Apesar do histórico de denúncias envolvendo o endereço, a Nova Vida foi contemplada no chamamento público da prefeitura e receberá R$ 1,8 milhão para oferecer 21 vagas destinadas a dependentes químicos e alcoólatras.

Os contratos expõem uma contradição recorrente nas políticas públicas de combate à dependência química no Brasil: enquanto órgãos de controle apontam falhas estruturais e possíveis violações de direitos em parte das comunidades terapêuticas, o poder público amplia o financiamento dessas entidades sem que haja transparência suficiente sobre mecanismos de fiscalização, metas terapêuticas ou critérios rigorosos de habilitação.
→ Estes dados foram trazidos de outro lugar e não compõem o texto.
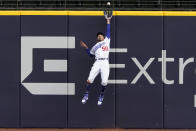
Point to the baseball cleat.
(100, 101)
(84, 99)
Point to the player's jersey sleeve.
(108, 31)
(92, 51)
(89, 53)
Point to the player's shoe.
(100, 101)
(85, 98)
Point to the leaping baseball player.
(101, 65)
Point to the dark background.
(140, 105)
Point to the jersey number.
(104, 48)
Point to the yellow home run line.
(100, 13)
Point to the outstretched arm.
(86, 48)
(108, 29)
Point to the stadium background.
(144, 28)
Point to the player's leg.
(105, 70)
(93, 73)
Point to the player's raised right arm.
(108, 28)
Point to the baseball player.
(101, 65)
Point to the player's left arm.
(108, 28)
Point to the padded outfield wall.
(43, 70)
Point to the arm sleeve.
(89, 53)
(108, 31)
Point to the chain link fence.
(97, 4)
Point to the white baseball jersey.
(101, 49)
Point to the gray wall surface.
(30, 96)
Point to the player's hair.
(100, 33)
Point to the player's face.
(100, 37)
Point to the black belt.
(101, 58)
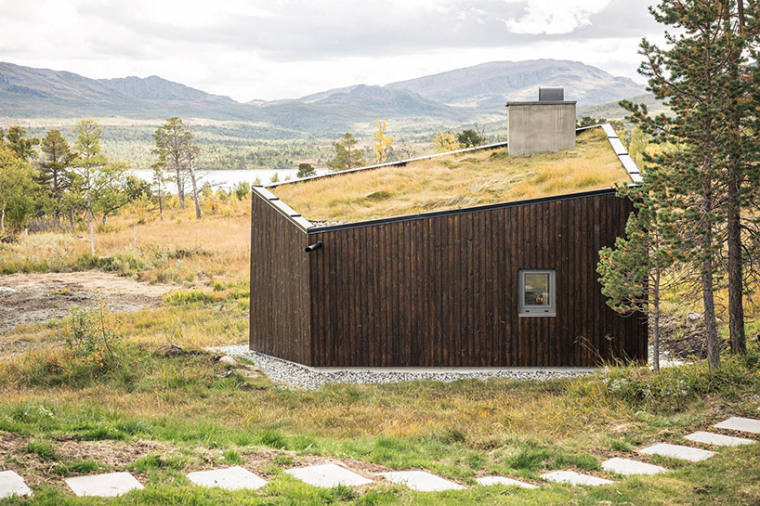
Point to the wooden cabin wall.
(279, 319)
(443, 290)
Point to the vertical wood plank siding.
(280, 299)
(442, 290)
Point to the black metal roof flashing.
(310, 228)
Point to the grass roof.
(457, 181)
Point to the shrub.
(94, 336)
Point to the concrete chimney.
(539, 127)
Nos últimos anos, as comunidades terapêuticas passaram a ocupar espaço estratégico nas políticas sobre drogas no país, especialmente após o fortalecimento desse modelo durante os governos federais mais alinhados a abordagens de abstinência e internação. Em contrapartida, entidades ligadas à reforma psiquiátrica brasileira criticam o avanço desse sistema, argumentando que muitas dessas instituições operam à margem das diretrizes do SUS e da Rede de Atenção Psicossocial (RAPS).

Relatórios do Conselho Federal de Psicologia, do Ministério Público Federal e do Mecanismo Nacional de Prevenção e Combate à Tortura já apontaram, em diferentes estados brasileiros, episódios de violência física, imposição religiosa, isolamento forçado e uso irregular de contenção em comunidades terapêuticas financiadas com recursos públicos.

Ainda assim, o setor segue recebendo aportes milionários de prefeituras, estados e do governo federal. Em Campo Grande, os R$ 24,5 milhões homologados pela gestão Adriane Lopes representam mais um capítulo desse modelo que cresce sob forte disputa política, ideológica e institucional — especialmente diante das sucessivas denúncias envolvendo entidades contratadas pelo próprio poder público.